In a statement, MEEI said that because no one appears to have been harmed, it was "disappointed with the size of the fine, especially since the independent specialty hospital's annual revenue is very small compared to other much larger institutions that have received smaller fines."

I'll bet.

But it's hard to know what the government was supposed to do other than to take out its proverbial 2x4 and start whacking to get the healthcare industry's attention.

The HIPAA privacy rule was implemented nearly 12 years ago, the security rule more than eight years ago.

Since September 2009, under the ARRA, providers have reported tens of thousands of breaches to the OCR, which is obliged by Congress to publish online only those involving 500 or more victims. The idea was to shame the industry into compliance. But shame hasn't worked.

So far, 490 breaches have made the wall of shame. Combined, they've exposed the private information of more than 21 million people.

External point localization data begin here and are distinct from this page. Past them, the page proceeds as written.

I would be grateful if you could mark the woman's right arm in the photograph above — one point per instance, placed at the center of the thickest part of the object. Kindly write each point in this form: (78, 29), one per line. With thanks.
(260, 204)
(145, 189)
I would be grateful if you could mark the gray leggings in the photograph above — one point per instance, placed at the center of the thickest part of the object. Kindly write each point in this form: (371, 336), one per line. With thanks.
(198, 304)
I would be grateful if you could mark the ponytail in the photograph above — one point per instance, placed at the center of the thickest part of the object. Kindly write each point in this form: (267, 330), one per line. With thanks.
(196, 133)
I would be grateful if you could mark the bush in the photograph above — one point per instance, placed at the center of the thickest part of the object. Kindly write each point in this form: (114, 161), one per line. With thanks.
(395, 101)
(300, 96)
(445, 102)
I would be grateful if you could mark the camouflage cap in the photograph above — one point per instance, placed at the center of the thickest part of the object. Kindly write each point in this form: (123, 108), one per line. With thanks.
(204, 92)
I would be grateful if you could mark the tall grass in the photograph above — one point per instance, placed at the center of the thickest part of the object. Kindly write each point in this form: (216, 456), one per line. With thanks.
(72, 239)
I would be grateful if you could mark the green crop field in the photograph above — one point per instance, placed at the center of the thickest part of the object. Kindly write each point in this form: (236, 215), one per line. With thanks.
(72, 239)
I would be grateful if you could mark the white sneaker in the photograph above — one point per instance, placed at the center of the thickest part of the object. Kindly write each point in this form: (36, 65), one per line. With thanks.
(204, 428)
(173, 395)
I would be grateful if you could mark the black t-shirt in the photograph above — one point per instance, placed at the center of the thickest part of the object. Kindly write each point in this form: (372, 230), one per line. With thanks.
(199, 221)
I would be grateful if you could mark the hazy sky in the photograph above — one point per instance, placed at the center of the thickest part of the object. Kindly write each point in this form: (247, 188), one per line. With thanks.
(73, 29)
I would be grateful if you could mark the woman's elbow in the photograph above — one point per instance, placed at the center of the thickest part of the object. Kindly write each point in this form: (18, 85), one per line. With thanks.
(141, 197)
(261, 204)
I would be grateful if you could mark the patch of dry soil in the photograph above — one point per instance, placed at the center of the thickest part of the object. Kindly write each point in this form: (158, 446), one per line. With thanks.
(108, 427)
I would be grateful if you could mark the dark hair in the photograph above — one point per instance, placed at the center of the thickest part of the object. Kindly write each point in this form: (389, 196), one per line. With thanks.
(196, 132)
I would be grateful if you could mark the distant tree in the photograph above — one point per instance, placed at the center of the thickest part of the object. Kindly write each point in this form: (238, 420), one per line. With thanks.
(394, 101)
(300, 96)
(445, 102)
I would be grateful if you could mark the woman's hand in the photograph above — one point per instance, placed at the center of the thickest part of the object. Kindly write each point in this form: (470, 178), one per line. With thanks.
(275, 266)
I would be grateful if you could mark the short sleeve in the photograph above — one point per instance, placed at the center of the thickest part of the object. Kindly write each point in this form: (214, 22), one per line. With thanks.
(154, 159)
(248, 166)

At least 124 of those breaches have involved laptop computers and other portable devices, a problem that could be addressed with good policies and encryption.

Of the 490 breaches, 110 have been reported this year—hence the need for application of heavy lumber.

So far, taxpayers have shelled out more than $6 billion in direct incentive payments to providers for health IT, and a real worry should be that if this slipshod approach to their privacy and security continues, patients will rebel against having their records stored electronically.

I believe the chances are slim that such a rebellion will happen, but with an estimated $27 billion to be paid out under the life of the incentive program, even a slim chance is too big of a chance to take.